Long story short. My life was falling apart. I started isolating from friends and family. All I needed was to get away from the world and try figuring out what ws happening to me. I did not need a world that looked so gray, forbidding and threatening.
I only wanted to live in a world of which I could control. Now, I was moving slowly in a world that gave me no promise of direction. I was a walking zombie.

Then gradually, a light went on in my dull and darkened spirit. I discovered a new and exciting path. It was a new world for me. I was no longer alone. It was my gradual awakening to a new reality. I was no longer alone. I was part of others who are on the same journey. It was a journey of hope. I had a direction. It is called recovery.
My depression was gone. The fog had lifted. I came alive with the help of the group. It is better called a fellowship.I am needed. My experiences of recovering from depression is needed. I am called to give hope. My life’s ultimate concern, my purpose is to walk with others just like myself–once wounded –now wounded healers. I am fully alive.

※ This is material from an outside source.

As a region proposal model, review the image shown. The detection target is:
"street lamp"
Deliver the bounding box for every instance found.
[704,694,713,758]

I believe that the world truly needs me–needs you. What once made me think I was worthless and useless, now I am alive. Depressed Anonymous helped me come alive. Now I have no doubt what makes me fully alive. It’s those others, just like me at a time in my own life, who said, we need you. We need you to help others become fully alive. Now we know what the world needs.

With a gratitude that I am alive.

Hugh, for the fellowship

I need to get prepared for a new me today!

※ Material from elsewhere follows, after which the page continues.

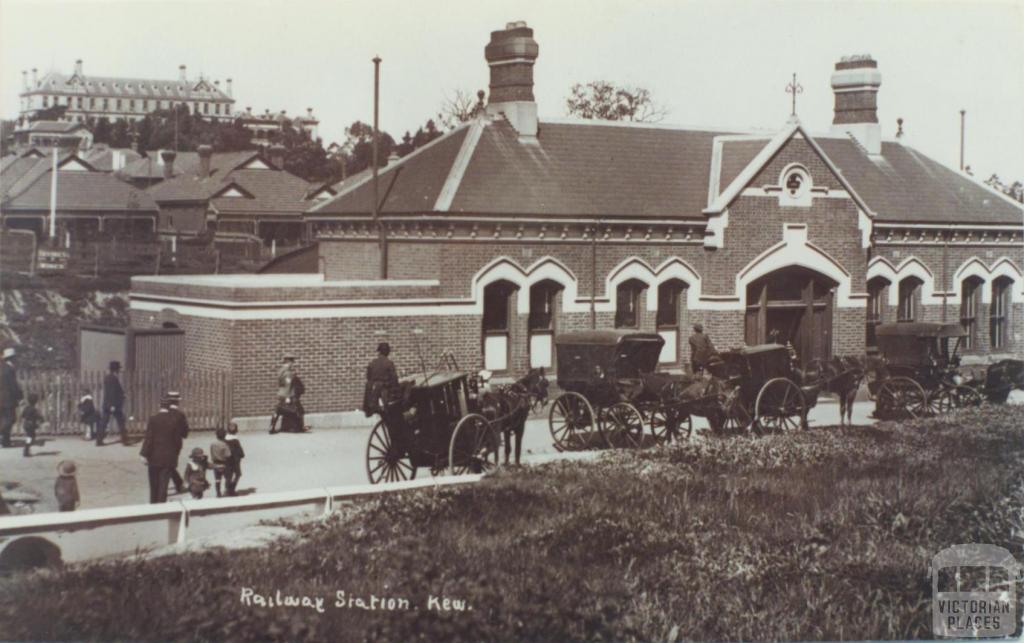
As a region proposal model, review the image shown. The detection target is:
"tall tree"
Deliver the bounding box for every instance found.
[565,81,668,123]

I am getting healthier the more I realize that I don’t have to feel the way that I feel. I have the option to feel content and even smile today if I so desire. I will act like I want to smile again even though I don’t feel like smiling.

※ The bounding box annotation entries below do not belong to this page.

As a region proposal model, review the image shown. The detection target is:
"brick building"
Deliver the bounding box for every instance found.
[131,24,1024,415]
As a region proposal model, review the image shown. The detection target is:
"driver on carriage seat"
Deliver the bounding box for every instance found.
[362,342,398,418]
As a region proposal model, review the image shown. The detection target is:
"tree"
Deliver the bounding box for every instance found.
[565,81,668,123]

“If you have made yourself a martyr to your unappreciative family, remember the principle of partial reinforcement and apply it to your family. If you are always at their beck and call trying to meet their every demand, they will not appreciate you, but once they see that they cannot rely on you to to meet their demands, they will appreciate what you do for them.” (Breaking the Bonds, D. Rowe.Fontana, 1991).

REFLECTION
i Know that so often those who are codependent and live all the time in everyone else’s feelings need to remember that the real maturity and happiness lies in being there for me — not for everyone else. I think that reflection points out the fact that I need to reinforce my own worth by going to DA meetings, actively getting involved with my own recovery over anything and everyone else. I am going to begin to be a pleasant person. I will want to learn how to be pleasant to myself.
Now is the time and this is the program where I start to detach from other people’s opinion of myself and start to reflect where I start to detach from those people’s opinions of myself and start to reflect on my own opinion of myself. When I am depressed, I know that I haven’t been able to get angry, not to forgive anyone, much less forgive myself. I feel cheerless. I meet my own demands and continue to work the steps so as to get in touch with what I need to do to reinforce those positive concepts that I am forming about myself. I need to get prepared for a new me today.
“We are now on a different basis: the basis of trusting and relying upon God, our Higher Power. We trust an infinite God rather than our finite selves. Just to the extent that we do as we think he would have us do, and humbly rely on him, does he enable us to match calamity with serenity.” (As Bill sees it.p.265).

MEDITATION
When we gradually work our way to the real self we get closer to the God who made us.